Ralph had sent word to the mayor about the set of Longhorns he’d brought from Texas, “but was told the mayor was ill.

“Well,” Ralph said, “I guess I won’t bother him then.”

Among the yellowed papers, the letters and records of the trip, Ralph’s grandson Billy Ralph Johnson found a letter written March 19th, 1931, as spring approached. It was addressed to “J. A. Hide, Superintendent, Dallas and signed by Fred Fuscal.

“This will be your authority to deduct from my check the amount of $43.69 to cover the balance of express charges on the bull from New York to Fort Worth, consigned to Mr.

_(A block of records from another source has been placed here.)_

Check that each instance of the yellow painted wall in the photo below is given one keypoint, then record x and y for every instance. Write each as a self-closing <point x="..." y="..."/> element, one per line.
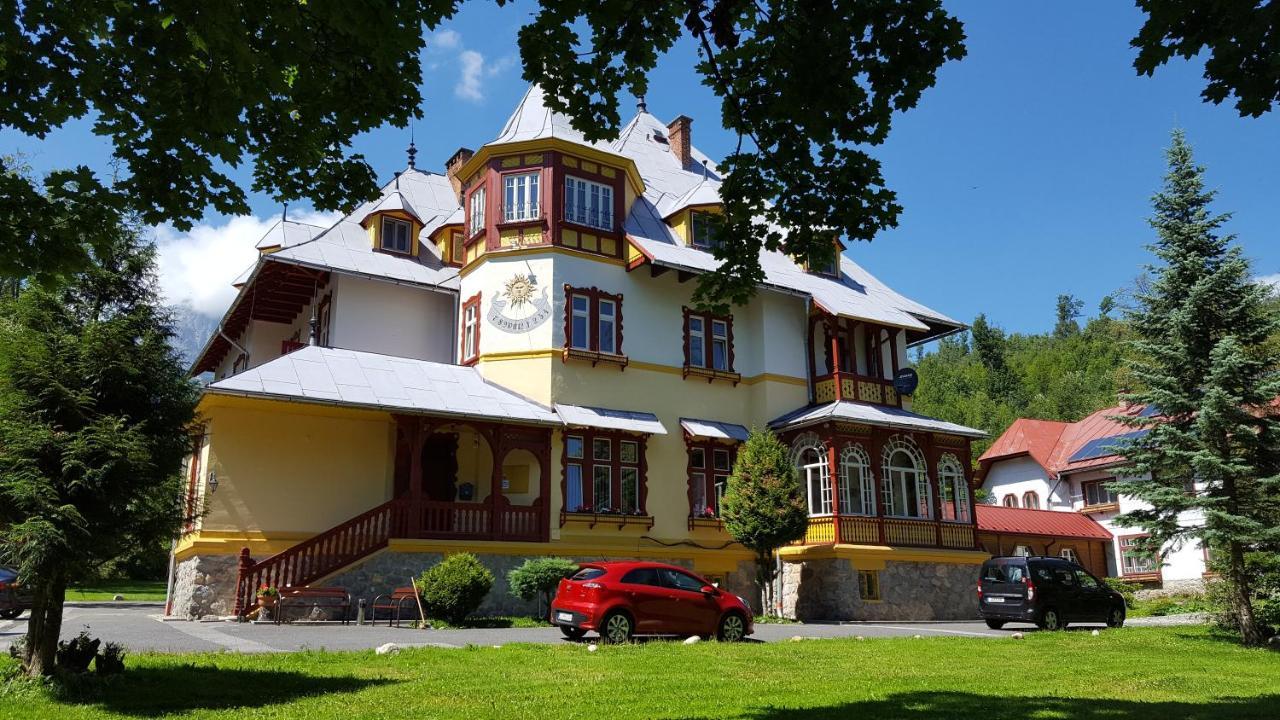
<point x="295" y="469"/>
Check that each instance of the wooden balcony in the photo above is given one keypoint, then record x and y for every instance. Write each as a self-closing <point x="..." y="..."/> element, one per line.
<point x="856" y="388"/>
<point x="900" y="532"/>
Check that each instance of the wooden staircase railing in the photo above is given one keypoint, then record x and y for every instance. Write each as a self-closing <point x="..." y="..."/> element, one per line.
<point x="320" y="555"/>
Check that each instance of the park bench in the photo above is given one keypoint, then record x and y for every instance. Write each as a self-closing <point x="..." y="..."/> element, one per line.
<point x="325" y="598"/>
<point x="393" y="604"/>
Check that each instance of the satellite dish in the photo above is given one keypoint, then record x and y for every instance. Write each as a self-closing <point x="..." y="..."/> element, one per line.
<point x="905" y="381"/>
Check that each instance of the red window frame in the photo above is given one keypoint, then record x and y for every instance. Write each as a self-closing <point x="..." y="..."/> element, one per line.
<point x="708" y="472"/>
<point x="708" y="346"/>
<point x="594" y="295"/>
<point x="464" y="356"/>
<point x="615" y="463"/>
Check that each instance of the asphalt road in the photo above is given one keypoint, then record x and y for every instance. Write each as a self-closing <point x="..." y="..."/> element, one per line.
<point x="140" y="628"/>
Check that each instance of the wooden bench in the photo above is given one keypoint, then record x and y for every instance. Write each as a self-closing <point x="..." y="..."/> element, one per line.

Sanders,” he wrote.

A year after Ralph rode into New York, in January of 1932, George Saunders, President of Saunders Livestock Commission Company of Forth Worth and San Antonio, wrote responding to Ralph who was by then back with Mattie and his girls in Mt. Pleasant.

“Dear Sir: I wrote Schriener but he is getting rid of his horned breeding cattle. I think your best chance at present to make something out of Jerry would be to change his name to Pancho Villa after the outlaw Mexican bandit, get a lot in town and charge kids 25 cents for a ten minute ride.”

In February, Ralph received a letter answering his pitch to the Southwestern Exposition and Fat Stock Show, Fort Worth, Texas.

“Dear Mr. Sanders, We regret that when your letter was received we had exhausted the 1932 advertising appropriation . . .”

Harold Sanders the local cattleman was a boy when his uncle returned to Mt. Pleasant.

“He moved into a grey house over by the old West Ward school and he kept Jerry in a pasture that ran down to the edge of the graveyard,” Mr. Sanders said. “I used to ride with him when he ran a dozer for the county – I remember riding on a grader with him, being pulled by a caterpillar.

“He finally sold his bull to a circus or some carnival outfit. He asked them to load him because he didn’t want to watch. They went down and Jerry went wild and tore up the loading chute. They couldn’t handle him so Uncle Ralph went down there and told him to load. He went up in the trailer and they carried him off.”

Ralph Sanders quit the county. He and Mattie moved to Jefferson where he opened a butcher shop.

“He wasn’t any more a butcher than I am,” his daughter Mrs. Johnson laughed. “But he made himself one before anybody caught on that he wasn’t.”